Presbyopia-correcting IOLs


R. Bruce Wallace III

The hot area right now in ophthalmology, and particularly in anterior segment surgery, is refractive lens surgery, which is something that I have been working on for a number of years. This is not a new idea, but it’s just come to the forefront over the past few months. This has been brought about by aging baby boomers. Refractive lens surgery is one procedure for life, and I think it is better for hyperopia than other procedures. It spares the central cornea, which may be a good thing. It also utilizes the equipment and facilities already available to us.

The CMS ruling in 2005 was quite a coup. We had the Advanced Medical Optics Array lens at $175; all of a sudden we now have these other lenses, such as the crystalens (eyeonics), ReSTOR (Alcon) and ReZoom (AMO), around $900, and that may increase. Some people think that this could be a problem, but I think it’s actually a major win for us that we can start billing these patients because we’ve been giving this away, and even I have been doing it for years. I have even been giving limbal relaxing incisions away, but it’s worth a whole lot more than Medicare is paying for what patients are getting for these procedures. In the general marketplace these procedures are costing somewhere around $3,800 and $5,000 an eye. Much less than that is being spent by the government to reduce a person’s dependence on bifocal glasses. I think this is a step in the right direction, and it has gained a lot of attention.

Of course, as we know, there is a separate charge for the facility. That’s where the ASC comes in. But now the surgeon can also charge for the services that they are providing that aren’t considered part of the cataract procedure but rather a refractive service. You need to be careful and document that you are actually charging the proper amount for that, but it is considered the refractive component.

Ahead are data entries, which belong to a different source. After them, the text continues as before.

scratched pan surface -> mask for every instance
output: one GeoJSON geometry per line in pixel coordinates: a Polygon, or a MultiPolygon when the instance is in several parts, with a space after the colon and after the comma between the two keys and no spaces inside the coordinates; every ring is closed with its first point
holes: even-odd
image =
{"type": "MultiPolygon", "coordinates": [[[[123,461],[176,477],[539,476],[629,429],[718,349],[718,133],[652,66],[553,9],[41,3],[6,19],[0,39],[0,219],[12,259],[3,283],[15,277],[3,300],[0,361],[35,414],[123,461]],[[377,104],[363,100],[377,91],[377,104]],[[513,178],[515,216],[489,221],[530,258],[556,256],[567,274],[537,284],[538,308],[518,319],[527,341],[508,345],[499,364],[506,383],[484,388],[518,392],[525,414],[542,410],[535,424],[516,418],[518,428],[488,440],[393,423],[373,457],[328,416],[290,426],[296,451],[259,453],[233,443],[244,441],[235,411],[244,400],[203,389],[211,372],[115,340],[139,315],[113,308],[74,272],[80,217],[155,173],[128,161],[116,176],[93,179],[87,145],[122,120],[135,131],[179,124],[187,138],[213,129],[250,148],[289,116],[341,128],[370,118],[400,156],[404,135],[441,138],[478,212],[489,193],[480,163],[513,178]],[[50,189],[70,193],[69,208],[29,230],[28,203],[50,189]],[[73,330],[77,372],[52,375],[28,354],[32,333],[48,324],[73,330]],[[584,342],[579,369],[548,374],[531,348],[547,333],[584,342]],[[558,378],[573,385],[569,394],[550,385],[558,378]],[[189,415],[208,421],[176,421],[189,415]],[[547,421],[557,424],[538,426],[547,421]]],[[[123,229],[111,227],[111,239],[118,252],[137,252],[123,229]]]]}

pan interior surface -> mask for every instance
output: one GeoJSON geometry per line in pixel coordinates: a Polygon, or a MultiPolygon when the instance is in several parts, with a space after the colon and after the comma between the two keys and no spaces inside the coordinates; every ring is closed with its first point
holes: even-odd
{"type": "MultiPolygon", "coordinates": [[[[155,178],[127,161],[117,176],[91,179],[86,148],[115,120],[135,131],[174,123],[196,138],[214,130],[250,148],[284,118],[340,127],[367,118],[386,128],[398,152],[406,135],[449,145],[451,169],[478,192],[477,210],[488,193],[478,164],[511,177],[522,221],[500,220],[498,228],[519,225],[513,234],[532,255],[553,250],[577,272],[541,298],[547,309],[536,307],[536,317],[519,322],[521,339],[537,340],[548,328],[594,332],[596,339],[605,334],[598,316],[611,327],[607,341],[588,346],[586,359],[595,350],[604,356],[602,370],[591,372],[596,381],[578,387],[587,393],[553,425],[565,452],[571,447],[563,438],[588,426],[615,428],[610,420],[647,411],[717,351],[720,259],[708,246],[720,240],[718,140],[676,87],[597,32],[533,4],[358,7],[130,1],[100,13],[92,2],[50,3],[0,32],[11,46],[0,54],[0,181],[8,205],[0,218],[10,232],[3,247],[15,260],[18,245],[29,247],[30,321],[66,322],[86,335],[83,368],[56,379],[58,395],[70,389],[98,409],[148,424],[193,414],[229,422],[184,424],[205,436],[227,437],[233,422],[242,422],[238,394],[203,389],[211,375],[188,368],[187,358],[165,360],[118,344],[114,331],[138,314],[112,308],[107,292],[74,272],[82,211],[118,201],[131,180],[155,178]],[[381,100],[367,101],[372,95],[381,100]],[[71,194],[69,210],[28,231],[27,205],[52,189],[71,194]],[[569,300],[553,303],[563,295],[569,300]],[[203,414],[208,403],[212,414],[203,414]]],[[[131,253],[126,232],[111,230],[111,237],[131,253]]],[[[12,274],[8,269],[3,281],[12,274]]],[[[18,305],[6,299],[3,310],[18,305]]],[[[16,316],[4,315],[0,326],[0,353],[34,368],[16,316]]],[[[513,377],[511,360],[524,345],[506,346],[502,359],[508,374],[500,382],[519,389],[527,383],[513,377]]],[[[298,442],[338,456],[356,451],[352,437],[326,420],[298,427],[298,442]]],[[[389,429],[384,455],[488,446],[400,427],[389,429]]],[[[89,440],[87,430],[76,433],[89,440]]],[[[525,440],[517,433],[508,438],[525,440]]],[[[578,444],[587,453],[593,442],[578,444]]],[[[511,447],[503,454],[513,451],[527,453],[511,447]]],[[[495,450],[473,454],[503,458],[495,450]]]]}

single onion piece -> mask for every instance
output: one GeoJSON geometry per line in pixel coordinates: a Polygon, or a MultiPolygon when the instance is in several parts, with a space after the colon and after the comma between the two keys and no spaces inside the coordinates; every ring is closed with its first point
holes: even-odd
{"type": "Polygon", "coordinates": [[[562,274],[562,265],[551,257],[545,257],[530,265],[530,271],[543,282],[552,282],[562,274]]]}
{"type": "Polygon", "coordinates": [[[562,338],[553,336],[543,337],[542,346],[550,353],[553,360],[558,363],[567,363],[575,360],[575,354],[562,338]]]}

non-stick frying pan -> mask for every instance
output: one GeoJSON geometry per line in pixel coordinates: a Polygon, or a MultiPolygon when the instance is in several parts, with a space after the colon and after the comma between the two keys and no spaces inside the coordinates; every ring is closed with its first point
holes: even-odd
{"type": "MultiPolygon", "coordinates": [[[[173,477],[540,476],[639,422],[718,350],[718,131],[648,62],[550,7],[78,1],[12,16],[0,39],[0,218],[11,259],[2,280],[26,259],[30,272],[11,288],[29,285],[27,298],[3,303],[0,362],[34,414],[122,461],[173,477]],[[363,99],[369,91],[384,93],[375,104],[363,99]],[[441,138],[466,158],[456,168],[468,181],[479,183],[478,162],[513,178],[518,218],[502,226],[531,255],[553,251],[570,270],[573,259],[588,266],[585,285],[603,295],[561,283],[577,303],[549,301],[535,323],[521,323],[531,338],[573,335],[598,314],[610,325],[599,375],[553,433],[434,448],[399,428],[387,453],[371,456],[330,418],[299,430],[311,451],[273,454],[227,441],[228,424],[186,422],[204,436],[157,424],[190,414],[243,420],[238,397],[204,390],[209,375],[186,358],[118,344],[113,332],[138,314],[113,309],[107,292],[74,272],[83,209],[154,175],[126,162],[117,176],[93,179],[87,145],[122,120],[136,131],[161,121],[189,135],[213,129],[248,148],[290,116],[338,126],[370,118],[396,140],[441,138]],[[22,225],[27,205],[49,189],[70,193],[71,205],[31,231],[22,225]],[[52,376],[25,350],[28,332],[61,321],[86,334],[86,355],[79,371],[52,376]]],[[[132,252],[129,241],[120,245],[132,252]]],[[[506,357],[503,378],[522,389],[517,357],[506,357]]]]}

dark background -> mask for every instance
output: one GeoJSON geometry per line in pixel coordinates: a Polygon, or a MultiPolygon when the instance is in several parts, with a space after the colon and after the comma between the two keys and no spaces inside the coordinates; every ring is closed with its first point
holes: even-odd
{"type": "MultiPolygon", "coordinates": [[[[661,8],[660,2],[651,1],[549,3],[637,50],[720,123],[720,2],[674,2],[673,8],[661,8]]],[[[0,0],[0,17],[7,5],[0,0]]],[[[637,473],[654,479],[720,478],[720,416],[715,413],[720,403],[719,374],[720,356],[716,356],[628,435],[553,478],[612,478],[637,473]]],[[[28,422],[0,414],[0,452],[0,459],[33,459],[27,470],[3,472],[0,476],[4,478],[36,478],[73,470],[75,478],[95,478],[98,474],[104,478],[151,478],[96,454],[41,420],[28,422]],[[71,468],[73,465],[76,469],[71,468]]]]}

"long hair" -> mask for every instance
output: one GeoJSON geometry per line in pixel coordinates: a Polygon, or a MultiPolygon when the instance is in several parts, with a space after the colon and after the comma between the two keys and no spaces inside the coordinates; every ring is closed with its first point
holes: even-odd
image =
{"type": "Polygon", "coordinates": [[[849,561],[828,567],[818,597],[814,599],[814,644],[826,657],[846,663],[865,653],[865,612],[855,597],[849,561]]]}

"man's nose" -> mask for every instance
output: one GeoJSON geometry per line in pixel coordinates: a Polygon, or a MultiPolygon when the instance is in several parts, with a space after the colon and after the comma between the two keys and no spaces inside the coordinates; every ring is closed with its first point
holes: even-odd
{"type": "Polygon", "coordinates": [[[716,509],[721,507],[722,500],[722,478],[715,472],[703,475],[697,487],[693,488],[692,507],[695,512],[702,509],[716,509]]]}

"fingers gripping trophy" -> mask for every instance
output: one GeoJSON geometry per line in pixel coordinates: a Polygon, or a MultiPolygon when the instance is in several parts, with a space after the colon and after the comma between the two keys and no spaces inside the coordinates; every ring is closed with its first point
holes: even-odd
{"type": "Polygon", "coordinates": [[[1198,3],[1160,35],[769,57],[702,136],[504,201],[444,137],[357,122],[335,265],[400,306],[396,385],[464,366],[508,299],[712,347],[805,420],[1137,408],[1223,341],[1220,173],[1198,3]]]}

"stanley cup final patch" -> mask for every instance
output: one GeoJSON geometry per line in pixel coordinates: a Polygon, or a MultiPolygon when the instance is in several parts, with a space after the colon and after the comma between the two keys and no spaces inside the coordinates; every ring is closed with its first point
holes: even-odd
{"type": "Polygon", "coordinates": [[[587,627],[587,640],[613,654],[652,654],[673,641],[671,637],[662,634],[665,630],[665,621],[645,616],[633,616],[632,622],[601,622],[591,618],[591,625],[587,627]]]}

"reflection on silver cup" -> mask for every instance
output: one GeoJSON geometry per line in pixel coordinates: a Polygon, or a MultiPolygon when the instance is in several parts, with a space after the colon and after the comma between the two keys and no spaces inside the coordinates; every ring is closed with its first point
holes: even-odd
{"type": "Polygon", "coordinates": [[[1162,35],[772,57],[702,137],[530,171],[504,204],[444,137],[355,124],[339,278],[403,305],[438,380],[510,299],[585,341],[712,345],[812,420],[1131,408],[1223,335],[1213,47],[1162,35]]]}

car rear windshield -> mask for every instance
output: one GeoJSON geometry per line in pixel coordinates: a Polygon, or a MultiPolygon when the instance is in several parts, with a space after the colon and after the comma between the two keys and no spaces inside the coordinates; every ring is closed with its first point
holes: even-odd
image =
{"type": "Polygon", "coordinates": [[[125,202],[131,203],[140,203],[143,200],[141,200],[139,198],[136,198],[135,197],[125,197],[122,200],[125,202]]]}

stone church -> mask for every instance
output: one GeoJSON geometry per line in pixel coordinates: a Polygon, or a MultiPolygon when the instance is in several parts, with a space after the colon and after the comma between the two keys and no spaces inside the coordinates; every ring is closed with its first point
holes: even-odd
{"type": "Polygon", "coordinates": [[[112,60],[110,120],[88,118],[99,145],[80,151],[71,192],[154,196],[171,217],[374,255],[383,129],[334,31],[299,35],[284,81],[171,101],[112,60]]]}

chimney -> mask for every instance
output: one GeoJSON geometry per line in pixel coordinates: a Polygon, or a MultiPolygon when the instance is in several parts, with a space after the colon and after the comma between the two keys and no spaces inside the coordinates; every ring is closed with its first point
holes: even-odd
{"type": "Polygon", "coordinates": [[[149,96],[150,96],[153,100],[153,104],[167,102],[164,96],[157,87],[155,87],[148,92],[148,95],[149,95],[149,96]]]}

I had a patient we operated on not too long ago, and Medicaid paid for the extra procedure. You cannot tell a good candidate just by looking at someone in a chair. Over the next few months, I think we’re going to see this become better understood — how surgeons present this to their patients in a proper way, the right forms needed. This kind of caught us by surprise, and we’re all trying to learn together how to do this properly.

Fewer anesthetists

There is a reduction in the number of people who are willing to perform anesthesia in ASCs, and that’s a problem. It gets to be sort of mundane for a lot of anesthetists and anesthesiologists, and there is not a lot of reimbursement out there unless they can be efficient.

MD hospital admitting privileges are required. There are some times when the person administering the anesthesia is not on the panel of the facility or the surgeon’s insurance company, and that can be a problem. We just had that happen recently, where a patient almost went elsewhere because the anesthesia was not covered. So we had to work something out with them. This may become more of an issue over time.


ASCs Section Editor R. Bruce Wallace III, MD (right) and Alan E. Reider, JD, (left) at the OSN annual Section Editor Summit in Las Vegas in March. Dr. Wallace spoke about issues affecting ASC owners and other surgeons.

ASC ownership

As far as ownership, this is probably a good time to get in before there is a moratorium on ASC building. I think a lot of surgeons have lost a lot of revenue because they stayed in hospitals when they had a 10-year window of making quite a bit more in a surgery center and having even better services because they can choose the staff they want. They can choose the equipment they want and probably be more efficient.

As far as professional liability insurance, OMIG has some definite requirements. If there is anything beyond what OMIG would allow, that has to be cleared with OMIG. There is other insurance besides OMIG, but that’s the most common one for ophthalmology.

And, of course, there are increased costs now. We’re not really getting what we deserve on the professional side, but also on the facility side we’re not getting the necessary increases compared with what we’re required to spend on certain types of equipment or disposables. We are looking at per-case cost going up and reimbursement not necessarily going up.